The check digit is needed in order to avoid incorrect decoding. If the barcode was 1234, and it was recognized as 7234, then a validation is needed, which will prevent the replacement of 1 by 7. Validation may be inaccurate, so that at least 90% of non-valid numbers are determined in advance.

1st approach: Let's just take the amount. So that the remainder of the division by 10 was 0. Well, that is, the first 12 characters carry the information load, and the last digit is chosen so that the sum of the digits is divided by 10. We decode the sequence, if the sum is not divisible by ten, then it is decoded with a bug and you need to do this one more time. For example, code 1234 is valid. 1 + 2 + 3 + 4 = 10. Code 1216 is also valid, but 1218 is not.

This avoids problems with automation. However, at the time of the creation of bar codes, there was a fallback in the form of stuffing the number on the keys. And there is a bad case: if you change the order of two digits, the checksum does not change, and this is bad. That is, if barcode 1234 was hammered in as 2134, the checksum will converge, but the number we got is wrong. It turns out that the wrong order of numbers - this is a common case, if you knock on the keys quickly.

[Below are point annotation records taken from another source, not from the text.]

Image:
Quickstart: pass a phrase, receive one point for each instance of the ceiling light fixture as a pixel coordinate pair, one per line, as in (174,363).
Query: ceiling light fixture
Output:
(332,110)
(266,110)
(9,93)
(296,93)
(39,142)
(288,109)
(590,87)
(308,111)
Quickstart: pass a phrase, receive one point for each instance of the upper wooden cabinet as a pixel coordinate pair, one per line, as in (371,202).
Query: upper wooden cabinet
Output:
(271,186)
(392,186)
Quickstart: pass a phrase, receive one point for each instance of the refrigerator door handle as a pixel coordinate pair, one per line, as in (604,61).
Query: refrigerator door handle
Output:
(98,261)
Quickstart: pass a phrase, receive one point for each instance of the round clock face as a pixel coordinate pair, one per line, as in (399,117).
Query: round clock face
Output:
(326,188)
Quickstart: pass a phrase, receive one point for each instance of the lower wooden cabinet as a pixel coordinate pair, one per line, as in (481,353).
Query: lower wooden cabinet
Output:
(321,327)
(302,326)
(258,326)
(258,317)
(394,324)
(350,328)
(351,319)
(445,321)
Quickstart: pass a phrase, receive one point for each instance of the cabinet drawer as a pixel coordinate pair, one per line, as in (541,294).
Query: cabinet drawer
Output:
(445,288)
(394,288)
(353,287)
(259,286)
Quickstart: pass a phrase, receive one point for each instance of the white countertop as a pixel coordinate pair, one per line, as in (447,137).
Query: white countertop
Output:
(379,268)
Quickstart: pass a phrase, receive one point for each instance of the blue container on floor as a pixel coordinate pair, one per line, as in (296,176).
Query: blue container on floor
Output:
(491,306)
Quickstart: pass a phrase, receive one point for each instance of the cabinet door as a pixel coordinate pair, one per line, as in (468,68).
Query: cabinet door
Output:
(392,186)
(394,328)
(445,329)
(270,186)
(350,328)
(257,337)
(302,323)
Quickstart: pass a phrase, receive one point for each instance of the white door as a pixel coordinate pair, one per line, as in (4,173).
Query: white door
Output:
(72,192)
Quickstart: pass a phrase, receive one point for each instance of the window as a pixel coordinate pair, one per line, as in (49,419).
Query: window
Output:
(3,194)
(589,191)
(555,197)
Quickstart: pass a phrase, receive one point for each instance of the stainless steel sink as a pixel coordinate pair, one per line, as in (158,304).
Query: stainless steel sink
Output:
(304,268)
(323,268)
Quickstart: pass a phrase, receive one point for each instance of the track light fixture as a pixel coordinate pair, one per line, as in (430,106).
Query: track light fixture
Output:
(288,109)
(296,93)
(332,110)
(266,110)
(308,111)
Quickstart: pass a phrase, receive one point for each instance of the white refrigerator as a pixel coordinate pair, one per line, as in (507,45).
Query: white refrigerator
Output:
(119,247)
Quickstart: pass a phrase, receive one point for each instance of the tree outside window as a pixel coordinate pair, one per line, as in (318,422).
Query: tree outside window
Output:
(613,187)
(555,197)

2nd approach. Well, let's make the amount a little more complicated. So that numbers on even places are counted twice. Then, when changing the order, the amount just does not converge to the desired. For example, the code 2364 is valid (2 + 3 + 3 + 6 + 4 + 4 = 20), and the code 3264 is non-valid (3+ 2 + 2 + 6 + 4 + 4 = 19). But this turned out to be another bad example. Some keyboards have ten numbers arranged in two rows. the first row is 12345 and below it is the second second row 67890. If instead of pressing key “1” you press key “2” to the right, then the checksum will warn you about incorrect input. But if instead of pressing the "1" key below, press the "6" key - it may not warn you. After all, 6 = 1 + 5, and in the case when this figure is in an even place when calculating the checksum, we have 2 * 6 = 2 * 1 + 2 * 5. That is, the checksum has increased by exactly 10, so its last figure has not changed. For example, checksums Kodv 2134 and 2634 are the same. The same mistake will happen if instead of 2 we press 7, instead of 3 we press 8 and so on.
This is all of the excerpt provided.